Nous ne pourrons assimiler d'autres Européens que si nous sommes forts. Il est symptomatique que toutes les politiques d'intégration ont consisté à mettre en valeur les cultures d'origine des populations exogènes alors qu'une politique d'assimilation consiste à mettre en valeur les richesses de notre propre culture.
La préférence européenne
La deuxième condition est que les flux migratoires aient naturellement l'Europe pour origine et non le reste du monde. Pour cela la solution est simple, il faut mettre en oeuvre la préférence européenne. Conformément à la vocation européenne de la France, donnons aux Européens - et seulement aux Européens - les mêmes droits et devoirs qu'aux Français, dans les domaines de l'emploi, de la protection sociale, de la politique familiale ou encore de l'accès à l'école. Notons que nous n'aurons aucune difficulté, contrairement aux rédacteurs du traité constitutionnel, pour définir ce qu'est un Européen, notre définition étant évidemment donnée par la géographie !
Tout bien réfléchi cette préférence européenne a une valeur supérieure à la préférence nationale. La préférence nationale est liée à la nationalité ; or celle-ci a été dévoyée en étant octroyée à des personnes ne partageant en rien nos valeurs de civilisation. La préférence européenne consiste à l'inverse à mettre en valeur la proximité de civilisation.

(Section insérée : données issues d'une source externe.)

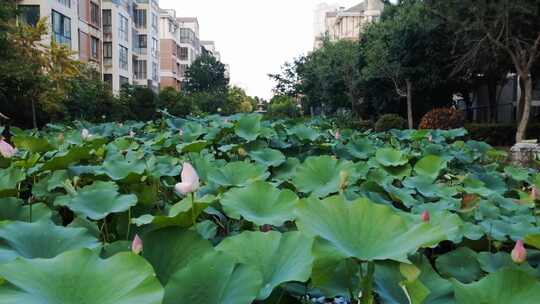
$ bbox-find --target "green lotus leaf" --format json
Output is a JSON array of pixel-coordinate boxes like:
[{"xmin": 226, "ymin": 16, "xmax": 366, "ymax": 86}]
[
  {"xmin": 0, "ymin": 249, "xmax": 163, "ymax": 304},
  {"xmin": 221, "ymin": 182, "xmax": 298, "ymax": 226},
  {"xmin": 142, "ymin": 227, "xmax": 212, "ymax": 285},
  {"xmin": 0, "ymin": 221, "xmax": 100, "ymax": 263},
  {"xmin": 43, "ymin": 146, "xmax": 93, "ymax": 171},
  {"xmin": 163, "ymin": 251, "xmax": 262, "ymax": 304},
  {"xmin": 293, "ymin": 156, "xmax": 352, "ymax": 197},
  {"xmin": 273, "ymin": 157, "xmax": 300, "ymax": 181},
  {"xmin": 411, "ymin": 254, "xmax": 456, "ymax": 304},
  {"xmin": 208, "ymin": 162, "xmax": 269, "ymax": 187},
  {"xmin": 234, "ymin": 114, "xmax": 262, "ymax": 141},
  {"xmin": 0, "ymin": 166, "xmax": 26, "ymax": 196},
  {"xmin": 12, "ymin": 134, "xmax": 53, "ymax": 153},
  {"xmin": 0, "ymin": 197, "xmax": 52, "ymax": 222},
  {"xmin": 414, "ymin": 155, "xmax": 446, "ymax": 180},
  {"xmin": 504, "ymin": 166, "xmax": 529, "ymax": 182},
  {"xmin": 453, "ymin": 268, "xmax": 540, "ymax": 304},
  {"xmin": 54, "ymin": 181, "xmax": 137, "ymax": 220},
  {"xmin": 375, "ymin": 148, "xmax": 409, "ymax": 167},
  {"xmin": 311, "ymin": 238, "xmax": 359, "ymax": 299},
  {"xmin": 132, "ymin": 195, "xmax": 215, "ymax": 228},
  {"xmin": 100, "ymin": 154, "xmax": 146, "ymax": 181},
  {"xmin": 216, "ymin": 231, "xmax": 313, "ymax": 300},
  {"xmin": 249, "ymin": 149, "xmax": 285, "ymax": 167},
  {"xmin": 297, "ymin": 196, "xmax": 446, "ymax": 262},
  {"xmin": 176, "ymin": 140, "xmax": 211, "ymax": 153},
  {"xmin": 346, "ymin": 138, "xmax": 375, "ymax": 159},
  {"xmin": 436, "ymin": 247, "xmax": 482, "ymax": 283}
]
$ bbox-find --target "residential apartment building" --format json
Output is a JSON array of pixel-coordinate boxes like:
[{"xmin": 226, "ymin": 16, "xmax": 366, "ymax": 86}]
[
  {"xmin": 159, "ymin": 9, "xmax": 182, "ymax": 91},
  {"xmin": 18, "ymin": 0, "xmax": 224, "ymax": 94},
  {"xmin": 132, "ymin": 0, "xmax": 160, "ymax": 91},
  {"xmin": 18, "ymin": 0, "xmax": 103, "ymax": 71},
  {"xmin": 314, "ymin": 0, "xmax": 384, "ymax": 49}
]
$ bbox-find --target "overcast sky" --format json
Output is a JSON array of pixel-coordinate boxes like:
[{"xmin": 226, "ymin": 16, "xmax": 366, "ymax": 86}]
[{"xmin": 160, "ymin": 0, "xmax": 362, "ymax": 98}]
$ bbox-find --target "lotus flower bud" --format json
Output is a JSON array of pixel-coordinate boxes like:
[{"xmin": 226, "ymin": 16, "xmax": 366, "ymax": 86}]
[
  {"xmin": 174, "ymin": 163, "xmax": 199, "ymax": 195},
  {"xmin": 531, "ymin": 186, "xmax": 538, "ymax": 201},
  {"xmin": 81, "ymin": 129, "xmax": 92, "ymax": 140},
  {"xmin": 511, "ymin": 240, "xmax": 527, "ymax": 264},
  {"xmin": 420, "ymin": 210, "xmax": 431, "ymax": 223},
  {"xmin": 131, "ymin": 234, "xmax": 143, "ymax": 254},
  {"xmin": 339, "ymin": 170, "xmax": 349, "ymax": 190},
  {"xmin": 0, "ymin": 139, "xmax": 17, "ymax": 158}
]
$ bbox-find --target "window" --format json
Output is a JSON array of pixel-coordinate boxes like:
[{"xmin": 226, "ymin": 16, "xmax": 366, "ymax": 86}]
[
  {"xmin": 152, "ymin": 13, "xmax": 158, "ymax": 31},
  {"xmin": 52, "ymin": 10, "xmax": 71, "ymax": 47},
  {"xmin": 90, "ymin": 37, "xmax": 99, "ymax": 60},
  {"xmin": 152, "ymin": 38, "xmax": 158, "ymax": 57},
  {"xmin": 17, "ymin": 5, "xmax": 39, "ymax": 26},
  {"xmin": 179, "ymin": 47, "xmax": 189, "ymax": 60},
  {"xmin": 58, "ymin": 0, "xmax": 71, "ymax": 7},
  {"xmin": 118, "ymin": 14, "xmax": 128, "ymax": 42},
  {"xmin": 103, "ymin": 74, "xmax": 112, "ymax": 88},
  {"xmin": 103, "ymin": 10, "xmax": 112, "ymax": 26},
  {"xmin": 139, "ymin": 35, "xmax": 148, "ymax": 49},
  {"xmin": 90, "ymin": 2, "xmax": 100, "ymax": 27},
  {"xmin": 180, "ymin": 64, "xmax": 189, "ymax": 77},
  {"xmin": 133, "ymin": 60, "xmax": 146, "ymax": 79},
  {"xmin": 119, "ymin": 76, "xmax": 129, "ymax": 88},
  {"xmin": 118, "ymin": 46, "xmax": 129, "ymax": 71},
  {"xmin": 103, "ymin": 42, "xmax": 112, "ymax": 59},
  {"xmin": 134, "ymin": 9, "xmax": 146, "ymax": 28},
  {"xmin": 152, "ymin": 62, "xmax": 158, "ymax": 81}
]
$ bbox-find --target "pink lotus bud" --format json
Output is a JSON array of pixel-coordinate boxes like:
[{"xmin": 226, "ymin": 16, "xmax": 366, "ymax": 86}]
[
  {"xmin": 81, "ymin": 129, "xmax": 92, "ymax": 140},
  {"xmin": 174, "ymin": 163, "xmax": 199, "ymax": 194},
  {"xmin": 511, "ymin": 240, "xmax": 527, "ymax": 264},
  {"xmin": 420, "ymin": 211, "xmax": 431, "ymax": 223},
  {"xmin": 131, "ymin": 234, "xmax": 142, "ymax": 254},
  {"xmin": 531, "ymin": 186, "xmax": 538, "ymax": 201},
  {"xmin": 0, "ymin": 139, "xmax": 17, "ymax": 158}
]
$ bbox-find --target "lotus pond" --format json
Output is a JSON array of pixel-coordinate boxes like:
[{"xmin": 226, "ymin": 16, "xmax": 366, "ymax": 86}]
[{"xmin": 0, "ymin": 114, "xmax": 540, "ymax": 304}]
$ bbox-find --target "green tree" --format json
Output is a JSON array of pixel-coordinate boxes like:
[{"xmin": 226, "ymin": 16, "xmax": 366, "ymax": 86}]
[
  {"xmin": 429, "ymin": 0, "xmax": 540, "ymax": 142},
  {"xmin": 183, "ymin": 54, "xmax": 229, "ymax": 93},
  {"xmin": 362, "ymin": 0, "xmax": 446, "ymax": 129}
]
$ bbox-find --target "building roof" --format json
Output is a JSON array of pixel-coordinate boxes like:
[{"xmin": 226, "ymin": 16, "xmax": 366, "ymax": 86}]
[
  {"xmin": 345, "ymin": 0, "xmax": 367, "ymax": 13},
  {"xmin": 176, "ymin": 17, "xmax": 199, "ymax": 23}
]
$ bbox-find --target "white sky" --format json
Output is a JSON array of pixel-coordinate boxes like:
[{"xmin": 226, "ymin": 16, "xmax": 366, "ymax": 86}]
[{"xmin": 160, "ymin": 0, "xmax": 362, "ymax": 99}]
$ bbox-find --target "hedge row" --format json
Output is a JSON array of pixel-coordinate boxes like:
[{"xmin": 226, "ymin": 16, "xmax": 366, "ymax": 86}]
[{"xmin": 465, "ymin": 123, "xmax": 540, "ymax": 147}]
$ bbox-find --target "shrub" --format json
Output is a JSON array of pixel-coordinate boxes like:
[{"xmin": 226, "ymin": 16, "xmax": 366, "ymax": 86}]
[
  {"xmin": 465, "ymin": 123, "xmax": 540, "ymax": 147},
  {"xmin": 418, "ymin": 108, "xmax": 465, "ymax": 130},
  {"xmin": 375, "ymin": 114, "xmax": 407, "ymax": 132},
  {"xmin": 268, "ymin": 96, "xmax": 300, "ymax": 118}
]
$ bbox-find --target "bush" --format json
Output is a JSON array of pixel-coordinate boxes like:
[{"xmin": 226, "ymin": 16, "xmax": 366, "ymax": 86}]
[
  {"xmin": 375, "ymin": 114, "xmax": 407, "ymax": 132},
  {"xmin": 465, "ymin": 123, "xmax": 540, "ymax": 147},
  {"xmin": 418, "ymin": 108, "xmax": 465, "ymax": 130},
  {"xmin": 268, "ymin": 96, "xmax": 300, "ymax": 118}
]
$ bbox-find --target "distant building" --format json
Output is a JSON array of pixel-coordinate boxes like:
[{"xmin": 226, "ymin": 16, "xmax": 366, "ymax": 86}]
[
  {"xmin": 18, "ymin": 0, "xmax": 224, "ymax": 94},
  {"xmin": 314, "ymin": 0, "xmax": 384, "ymax": 49}
]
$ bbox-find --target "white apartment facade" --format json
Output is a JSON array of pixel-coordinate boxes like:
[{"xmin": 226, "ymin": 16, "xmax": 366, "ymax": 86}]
[
  {"xmin": 18, "ymin": 0, "xmax": 103, "ymax": 71},
  {"xmin": 132, "ymin": 0, "xmax": 160, "ymax": 91},
  {"xmin": 314, "ymin": 0, "xmax": 384, "ymax": 49}
]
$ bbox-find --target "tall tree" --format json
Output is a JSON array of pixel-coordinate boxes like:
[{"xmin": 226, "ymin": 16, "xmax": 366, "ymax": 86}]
[
  {"xmin": 361, "ymin": 0, "xmax": 445, "ymax": 129},
  {"xmin": 430, "ymin": 0, "xmax": 540, "ymax": 142},
  {"xmin": 183, "ymin": 54, "xmax": 229, "ymax": 93}
]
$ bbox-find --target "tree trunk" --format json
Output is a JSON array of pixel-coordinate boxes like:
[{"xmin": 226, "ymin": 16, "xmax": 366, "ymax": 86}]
[
  {"xmin": 406, "ymin": 79, "xmax": 414, "ymax": 129},
  {"xmin": 516, "ymin": 73, "xmax": 533, "ymax": 143},
  {"xmin": 32, "ymin": 98, "xmax": 37, "ymax": 130}
]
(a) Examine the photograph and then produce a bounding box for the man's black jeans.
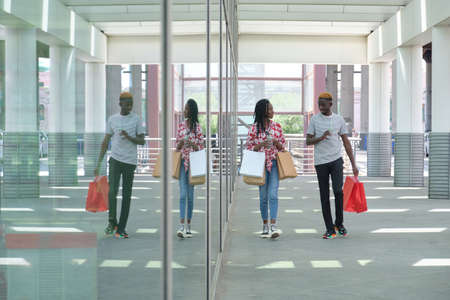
[108,157,136,232]
[315,157,344,232]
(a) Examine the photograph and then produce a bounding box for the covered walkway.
[217,176,450,300]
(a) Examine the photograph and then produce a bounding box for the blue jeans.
[259,160,280,221]
[179,159,194,220]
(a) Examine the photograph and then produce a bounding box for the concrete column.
[48,47,78,186]
[0,40,5,130]
[84,63,106,176]
[360,65,369,150]
[75,59,86,136]
[130,65,143,120]
[391,60,398,137]
[367,63,392,177]
[428,27,450,199]
[146,65,160,138]
[326,65,338,114]
[423,43,432,132]
[106,65,122,120]
[393,46,424,186]
[340,65,355,132]
[3,28,39,200]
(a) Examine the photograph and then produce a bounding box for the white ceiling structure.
[60,0,411,36]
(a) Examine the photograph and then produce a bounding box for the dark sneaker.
[334,225,347,237]
[261,224,269,239]
[270,224,281,239]
[322,231,336,240]
[114,231,128,239]
[177,224,184,239]
[186,224,192,238]
[105,223,117,234]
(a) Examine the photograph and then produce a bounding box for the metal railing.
[136,136,361,175]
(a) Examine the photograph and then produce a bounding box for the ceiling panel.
[60,0,411,35]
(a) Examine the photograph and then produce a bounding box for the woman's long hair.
[186,99,198,133]
[253,99,270,134]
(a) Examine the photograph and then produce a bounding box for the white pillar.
[106,65,122,119]
[48,46,78,185]
[394,46,424,186]
[130,65,143,120]
[429,27,450,199]
[3,28,39,200]
[84,63,106,176]
[360,65,369,149]
[367,62,392,177]
[340,65,355,130]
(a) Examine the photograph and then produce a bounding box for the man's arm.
[94,134,112,176]
[306,130,330,146]
[120,130,145,145]
[341,134,359,177]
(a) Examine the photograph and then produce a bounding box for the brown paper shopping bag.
[189,174,206,185]
[243,170,266,186]
[152,153,162,178]
[172,151,181,179]
[277,151,297,180]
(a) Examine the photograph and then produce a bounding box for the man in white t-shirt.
[95,93,145,238]
[306,93,359,239]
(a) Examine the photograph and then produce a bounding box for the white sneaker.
[270,224,281,239]
[177,224,184,239]
[261,224,269,239]
[186,224,192,238]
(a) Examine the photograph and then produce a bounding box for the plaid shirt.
[247,120,286,172]
[176,122,204,173]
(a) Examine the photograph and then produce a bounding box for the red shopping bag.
[86,176,109,212]
[344,176,367,213]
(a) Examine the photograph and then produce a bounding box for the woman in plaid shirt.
[247,99,286,239]
[176,99,204,238]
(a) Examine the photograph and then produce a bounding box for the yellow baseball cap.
[119,92,133,101]
[319,92,333,100]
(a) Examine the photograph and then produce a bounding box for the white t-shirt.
[306,113,347,166]
[106,112,145,165]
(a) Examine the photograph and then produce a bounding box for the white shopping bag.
[240,150,266,178]
[189,149,206,177]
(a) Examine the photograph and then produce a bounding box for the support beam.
[360,65,369,150]
[48,46,78,186]
[105,65,122,122]
[393,46,424,186]
[428,27,450,200]
[340,65,355,133]
[84,63,106,176]
[367,63,392,177]
[130,65,144,120]
[3,28,39,199]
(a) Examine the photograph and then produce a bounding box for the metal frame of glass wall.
[161,0,238,300]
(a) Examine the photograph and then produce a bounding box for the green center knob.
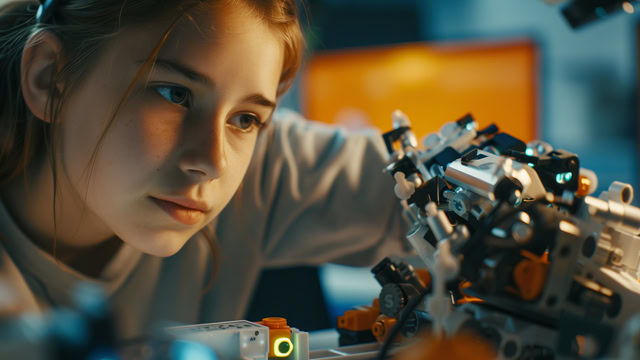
[278,341,291,354]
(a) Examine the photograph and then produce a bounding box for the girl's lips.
[150,196,204,225]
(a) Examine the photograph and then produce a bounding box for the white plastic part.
[393,171,416,200]
[391,110,411,129]
[407,223,436,269]
[426,240,460,336]
[607,181,633,204]
[165,320,268,360]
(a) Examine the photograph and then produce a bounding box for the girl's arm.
[212,111,408,266]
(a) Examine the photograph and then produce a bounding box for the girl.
[0,0,406,337]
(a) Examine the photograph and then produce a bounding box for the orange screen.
[301,41,537,141]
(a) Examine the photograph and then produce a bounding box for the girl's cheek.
[132,100,184,160]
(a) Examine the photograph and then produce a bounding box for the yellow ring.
[273,338,293,357]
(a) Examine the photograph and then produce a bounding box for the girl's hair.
[0,0,303,185]
[0,0,303,287]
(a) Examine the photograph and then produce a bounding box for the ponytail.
[0,1,48,186]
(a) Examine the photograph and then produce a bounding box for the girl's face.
[60,5,284,256]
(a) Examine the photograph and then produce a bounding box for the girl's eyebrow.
[146,59,215,89]
[139,59,276,110]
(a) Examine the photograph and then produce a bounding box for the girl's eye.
[155,86,191,106]
[229,113,263,131]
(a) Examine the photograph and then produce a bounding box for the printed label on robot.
[171,320,265,333]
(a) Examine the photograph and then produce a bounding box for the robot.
[350,111,640,359]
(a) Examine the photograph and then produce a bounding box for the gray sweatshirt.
[0,111,407,338]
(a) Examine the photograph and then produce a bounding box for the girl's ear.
[20,31,62,123]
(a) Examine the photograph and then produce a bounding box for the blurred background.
[247,0,640,330]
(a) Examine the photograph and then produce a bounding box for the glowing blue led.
[556,172,573,184]
[171,340,218,360]
[87,348,121,360]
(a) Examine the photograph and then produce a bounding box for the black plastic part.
[387,156,420,177]
[478,124,500,136]
[562,0,625,29]
[534,149,580,194]
[494,177,522,205]
[338,328,377,346]
[480,133,527,154]
[456,114,474,128]
[379,283,423,317]
[400,310,431,338]
[424,146,461,170]
[371,257,402,287]
[407,176,450,209]
[503,150,540,166]
[557,312,617,359]
[460,148,478,164]
[382,126,411,154]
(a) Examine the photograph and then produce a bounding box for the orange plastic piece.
[414,269,431,288]
[576,175,591,197]
[505,250,549,300]
[257,317,291,358]
[338,299,380,331]
[301,40,540,142]
[371,315,402,343]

Le principe de préférence européenne permettrait de conditionner la naturalisation à l'adhésion aux valeurs, à la culture et à la civilisation européennes. La préférence européenne s'inscrit évidemment dans le cadre du développement de la puissance européenne. Le regain démographique que nous souhaitons pour l'Europe ne se produira pas uniformément dans tous les pays européens. Il est donc important que les pays du continent qui le peuvent accueillent un surcroît de population d'origine européenne sur leur sol. Tous ensemble, nous avons d'énormes capacités à accroître significativement la population européenne.

CONCLUSION
La vocation de la France n'est pas de créer un melting pot résultant de diverses communautés plus ou moins '' intégrées '', mais, conformément à sa nature de vieille nation enracinée, d'assimiler des populations. Ceci ne peut se faire qu'avec des populations partageant le même fond commun civilisationnel, c'est à dire des populations européennes. Cela ne peut se faire que si la France retrouve la fierté d'être elle-même et si elle adopte le principe de la préférence européenne, c'est à dire une préférence fondée non pas sur une simple appartenance administrative, mais sur l'appartenance à notre civilisation commune.